Wayne Dance, the managing director of InHouse, has urged KBB retailers to embrace the internet to promote their brands even if they have an axe to grind with online commerce.

In a column for the May issue of kbbreview, Dance said: “One thing is for certain, the internet is now an integral part of our lives. Every year, we can expect it to have even more influence.

“Think about a man who goes to a DIY store to buy a one-inch drill. He doesn’t actually want a one-inch drill. He wants a one-inch hole, but he has to use the tool to reap the benefit he wants to achieve.

“It’s the same with the internet. It has to be thought of as a tool to deliver the result you want.”

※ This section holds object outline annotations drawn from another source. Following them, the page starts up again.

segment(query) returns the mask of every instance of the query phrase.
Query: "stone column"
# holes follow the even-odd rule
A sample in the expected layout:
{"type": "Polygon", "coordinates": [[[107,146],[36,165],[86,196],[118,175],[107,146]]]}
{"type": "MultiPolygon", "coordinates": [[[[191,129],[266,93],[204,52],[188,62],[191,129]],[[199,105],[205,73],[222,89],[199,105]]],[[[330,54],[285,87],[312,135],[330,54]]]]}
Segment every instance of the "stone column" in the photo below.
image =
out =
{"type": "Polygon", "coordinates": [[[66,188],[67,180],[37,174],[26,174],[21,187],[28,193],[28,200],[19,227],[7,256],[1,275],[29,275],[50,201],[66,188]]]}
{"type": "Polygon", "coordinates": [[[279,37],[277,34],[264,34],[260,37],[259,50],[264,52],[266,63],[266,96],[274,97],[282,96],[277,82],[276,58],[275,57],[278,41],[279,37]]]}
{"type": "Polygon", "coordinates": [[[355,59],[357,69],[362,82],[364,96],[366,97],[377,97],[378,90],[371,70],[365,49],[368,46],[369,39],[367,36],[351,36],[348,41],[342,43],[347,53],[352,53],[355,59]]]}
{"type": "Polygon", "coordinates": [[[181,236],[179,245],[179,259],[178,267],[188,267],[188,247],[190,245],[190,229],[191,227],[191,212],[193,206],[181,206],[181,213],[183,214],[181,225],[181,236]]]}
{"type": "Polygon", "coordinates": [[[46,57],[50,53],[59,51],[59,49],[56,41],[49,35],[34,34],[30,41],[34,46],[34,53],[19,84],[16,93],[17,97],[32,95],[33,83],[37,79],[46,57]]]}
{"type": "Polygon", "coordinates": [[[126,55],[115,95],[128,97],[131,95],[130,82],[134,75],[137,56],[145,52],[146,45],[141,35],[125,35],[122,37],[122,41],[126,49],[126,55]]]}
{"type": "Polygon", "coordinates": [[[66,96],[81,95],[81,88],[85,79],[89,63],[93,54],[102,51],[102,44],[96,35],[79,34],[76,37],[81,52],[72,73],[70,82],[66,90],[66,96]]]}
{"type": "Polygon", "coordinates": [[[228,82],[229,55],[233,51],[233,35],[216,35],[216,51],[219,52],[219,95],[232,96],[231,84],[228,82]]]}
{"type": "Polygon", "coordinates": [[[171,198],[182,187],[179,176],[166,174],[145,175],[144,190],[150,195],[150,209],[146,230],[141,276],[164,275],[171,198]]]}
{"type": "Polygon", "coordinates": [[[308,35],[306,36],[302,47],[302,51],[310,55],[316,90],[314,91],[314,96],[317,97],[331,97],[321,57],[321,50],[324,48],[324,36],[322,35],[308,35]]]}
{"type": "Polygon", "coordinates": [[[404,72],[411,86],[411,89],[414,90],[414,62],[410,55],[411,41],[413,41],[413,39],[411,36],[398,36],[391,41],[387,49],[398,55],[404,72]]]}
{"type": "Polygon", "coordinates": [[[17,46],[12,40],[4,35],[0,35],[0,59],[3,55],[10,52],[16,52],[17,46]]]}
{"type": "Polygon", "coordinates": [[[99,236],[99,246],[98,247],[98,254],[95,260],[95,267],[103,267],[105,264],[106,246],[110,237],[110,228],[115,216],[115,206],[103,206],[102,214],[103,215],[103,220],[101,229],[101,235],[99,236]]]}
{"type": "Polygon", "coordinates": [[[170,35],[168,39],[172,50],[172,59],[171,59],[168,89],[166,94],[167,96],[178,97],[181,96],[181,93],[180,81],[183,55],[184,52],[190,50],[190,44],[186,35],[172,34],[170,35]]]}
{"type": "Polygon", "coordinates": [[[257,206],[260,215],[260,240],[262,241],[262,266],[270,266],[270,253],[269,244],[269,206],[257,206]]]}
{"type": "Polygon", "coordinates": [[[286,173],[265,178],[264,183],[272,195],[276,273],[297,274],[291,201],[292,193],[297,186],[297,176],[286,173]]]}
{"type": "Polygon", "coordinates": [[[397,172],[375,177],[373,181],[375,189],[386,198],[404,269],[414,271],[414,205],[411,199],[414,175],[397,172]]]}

His comments come after chief executive of the British Retail Consortium (BRC) Helen Dickinson spoke about the growing importance of the interconnectivity between physical and digital in a keynote speech at a trade event for electrical retailers in March.

Dickinson said: “It’s not about stores versus online. The connectivity between digital and physical and people having a seamless experience is going to become much more important.

“As soon as we can stop thinking about the two channels as being separate and start thinking about them from a customer’s point of view, then there are real opportunities to deliver growth.”

You might also like:   Hoffman Thornwood enters KBB market

Dance said: “Use the internet, and traditional means such as print advertising, to promote your brand, positioning your business to get noticed and desired by the customer.”

But he said that retailers with physical showrooms should see that as an “advantage” over internet-only competitors, whose only real differentiator is price.

“If a sale only comes down to price, we would all live in the cheapest house, drive the cheapest car and wear the cheapest clothes,” he said.

“Yet we don’t, and that’s down to the power of brands. The T-shirt without a logo might have been made in the same factory with the same material as a T-shirt that has a branded logo on it.

“Yet the one with the logo can be anything from double to quadruple the price. Why? The one with no visible branding is seen as less desirable and it has less kudos.”

He uses this analogy to reinforce the value of personal interaction and the long-term human relationship that can only come from a face-to-face sale.

“Even the trustworthy online sellers cannot offer this confidence boost. This is where bricks-and-mortar showrooms are incomparable to the remoteness of an online purchase.”